Tüm bunların yanında çok daha önemli bir nokta vardı. Maxwell denklemlerine göre ışığın hızı etere göre sabit olmalıydı. Daha önce de bahsettiğim üzere o zamanki fiziğe göre bu şaşırtıcı değildi; zira her dalganın hızı yayıldığı homojen ortama göre sabittir. Işığın hızının değişmemesi için eterin evrensel olarak sabit/durağan olması gerekiyordu; aksi halde eterdeki değişime göre ışığın hızı da değişirdi.


O zaman eter evrensel olarak durağan bir şeyse ve Dünya’mızın da hareket ettiğini biliyorsak eteri saptamamızı sağlayacak bir deney yapabiliriz. Nasıl mı? Görselde gördüğünüz Albert Michelson ve Edward Morley, o zamana kadar yapılmış en hassas deney düzeneğini tasarladılar. Bu deneye göre demet bölücüye bir ışık gönderilecek ve bu ışık iki dik parçaya ayrılacak. Eğer eter Dünya’ya göre hareket ediyorsa iki ışığın farklı zamanlarda geldiğini görmeliyiz. Böylece dünyanın etere göre hızını tespit edebiliriz. Bu deney o zamana kadar yapılmış tüm deneylerden çok daha hassastı ve diğer deneylerden olumlu bir sonuç çıkmasa da bilim camiası bu deneyden bir sonuç çıkmasını bekliyordu. Michelson ve Morley 1887 yılında deneyi yaptılar. Sonuç: Elde var sıfır! İki ışık farklı zamanlarda ulaşmamıştı.

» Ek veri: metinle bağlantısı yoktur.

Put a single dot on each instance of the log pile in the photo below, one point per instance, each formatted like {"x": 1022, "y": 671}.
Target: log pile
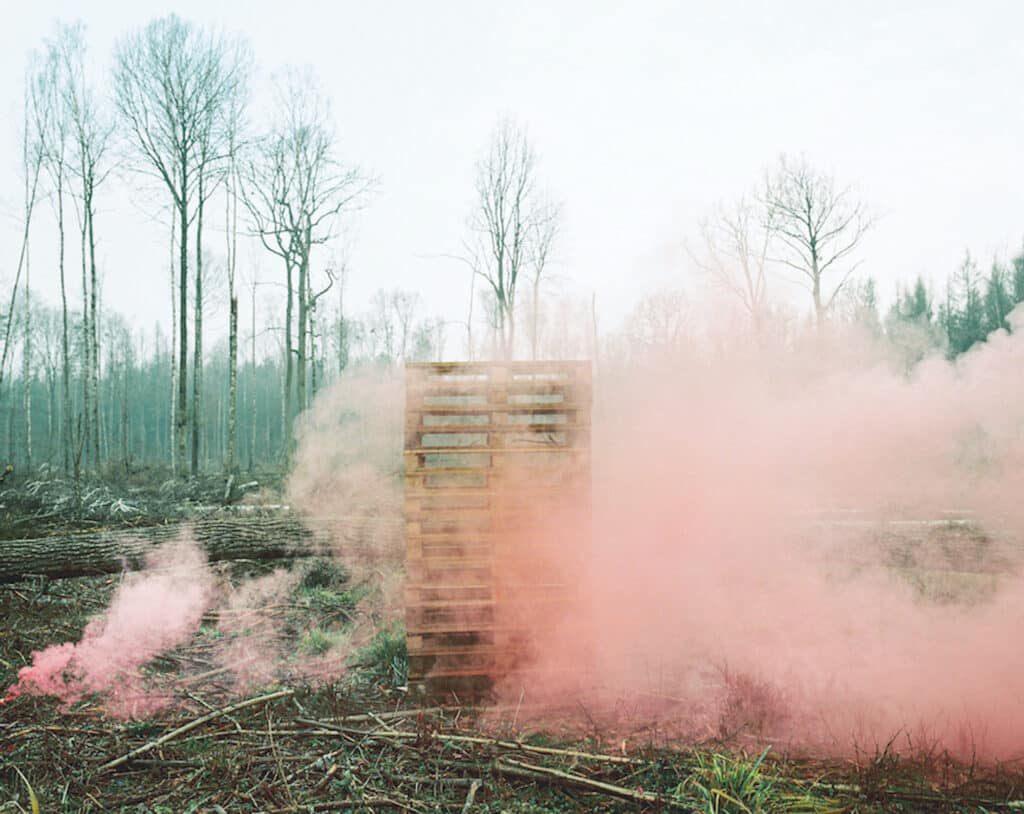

Bu sonucu açıklamak için sürüklenen-eter teorileri ortaya kondu ama hepsi varsayımlar listesine daha da fazla madde ekliyordu. Dikkate değer bir çalışma ise Einsein’ın da gençliğinde çok etkilendiği ve çalışmalarından haberdar olduğu Hendrik Lorentz’den geldi. Lorentz eterin sabit olduğunu, fakat eter içinde ilerleyen nesnelerin bir uzunluk kısalması yaşadığını söyleyerek sonuçları açıklamaya çalıştı. Ayrıca gerçek zaman ve lokal zaman gibi ayrımlardan bahsetse de bunun sadece matematiksel olduğunu ve tabii ki herkes için tek bir zaman olduğunu söyledi.

Her ne kadar sürüklenen eter teorilerinden daha sade ve iyi dursa da Lorentz’in teorisinde de sorunlar vardı. Bir önceki yazımda bahsettiğim üzere 1800’lerin sonuna geldiğimizde fizikte büyük bir kriz durumu hakimdi ve çeşitli çevrelerde ışık çatan eter fikri sorgulanmaya başlamıştı.

1 Ockham’ın usturası: Aynı gözlemi açıklayan rakip hipotezler sunulduğunda, en az varsayıma sahip çözümün seçilmesi gerektiğini savunan problem çözme ilkesi.